Asparagus-Fennel Soup

Asparagus-Fennel SoupOur Asparagus-Fennel Soup is a wonderful blend of yellow onions, fennel, garlic, russet potatoes, asparagus, and tarragon.

Asparagus-Fennel Soup
Makes about 2 quarts
  • 2 tablespoons extra-virgin olive oil
  • 1 medium yellow onion, diced
  • 1 medium fennel bulb, diced
  • 3 cloves garlic, minced
  • 4 cups vegetable broth
  • 2 cups diced russet potatoes, peeled
  • 1 cup dry white wine
  • 1 cup water
  • 2 teaspoons kosher salt
  • ¼ teaspoon ground white pepper
  • 1 bunch fresh asparagus, trimmed and chopped
  • ¼ cup fresh tarragon leaves
  • ½ cup sour cream
  • Garnish: fresh tarragon leaves, extra-virgin olive oil
  1. In a large Dutch oven, heat oil over medium-high heat.
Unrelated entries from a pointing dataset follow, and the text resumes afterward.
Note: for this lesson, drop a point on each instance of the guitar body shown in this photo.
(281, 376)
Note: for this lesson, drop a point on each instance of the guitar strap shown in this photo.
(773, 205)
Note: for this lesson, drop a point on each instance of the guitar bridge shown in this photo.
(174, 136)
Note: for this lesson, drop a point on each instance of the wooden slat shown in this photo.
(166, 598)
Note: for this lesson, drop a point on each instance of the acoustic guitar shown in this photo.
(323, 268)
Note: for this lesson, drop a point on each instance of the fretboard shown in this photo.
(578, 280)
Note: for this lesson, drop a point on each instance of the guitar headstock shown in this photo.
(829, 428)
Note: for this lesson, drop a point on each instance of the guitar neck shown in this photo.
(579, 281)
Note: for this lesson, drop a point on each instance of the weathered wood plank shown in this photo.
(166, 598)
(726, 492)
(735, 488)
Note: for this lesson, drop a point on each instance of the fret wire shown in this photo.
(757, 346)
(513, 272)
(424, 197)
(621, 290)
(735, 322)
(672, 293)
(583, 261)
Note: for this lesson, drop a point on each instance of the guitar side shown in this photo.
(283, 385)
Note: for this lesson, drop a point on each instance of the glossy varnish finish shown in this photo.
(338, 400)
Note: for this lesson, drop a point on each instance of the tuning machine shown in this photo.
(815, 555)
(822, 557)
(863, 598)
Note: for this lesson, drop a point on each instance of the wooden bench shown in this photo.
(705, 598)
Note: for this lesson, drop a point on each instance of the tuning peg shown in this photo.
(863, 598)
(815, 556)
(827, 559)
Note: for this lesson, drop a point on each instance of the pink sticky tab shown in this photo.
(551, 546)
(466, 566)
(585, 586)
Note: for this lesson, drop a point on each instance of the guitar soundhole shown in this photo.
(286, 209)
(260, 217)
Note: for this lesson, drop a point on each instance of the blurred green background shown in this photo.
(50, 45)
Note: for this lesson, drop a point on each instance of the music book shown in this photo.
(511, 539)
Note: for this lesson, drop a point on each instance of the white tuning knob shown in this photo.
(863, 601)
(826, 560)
Add onion and fennel; cook, stirring occasionally, until tender, about 5 minutes. Add garlic; cook until fragrant, about 1 minute. Add broth, potatoes, wine, 1 cup water, salt, and pepper; bring to a boil. Reduce heat to medium; cover and simmer until potatoes are fork-tender, about 15 minutes. Reserve ¼ cup asparagus tips for garnish. Add remaining asparagus; cook until tender, about 4 minutes. Remove soup from heat, and let cool for 5 minutes; add tarragon.
  2. Working in batches, transfer soup to the container of a blender; blend until smooth. Return soup to Dutch oven, and heat over low heat; whisk in sour cream. Garnish with reserved ¼ cup asparagus tips, tarragon, and oil, if desired.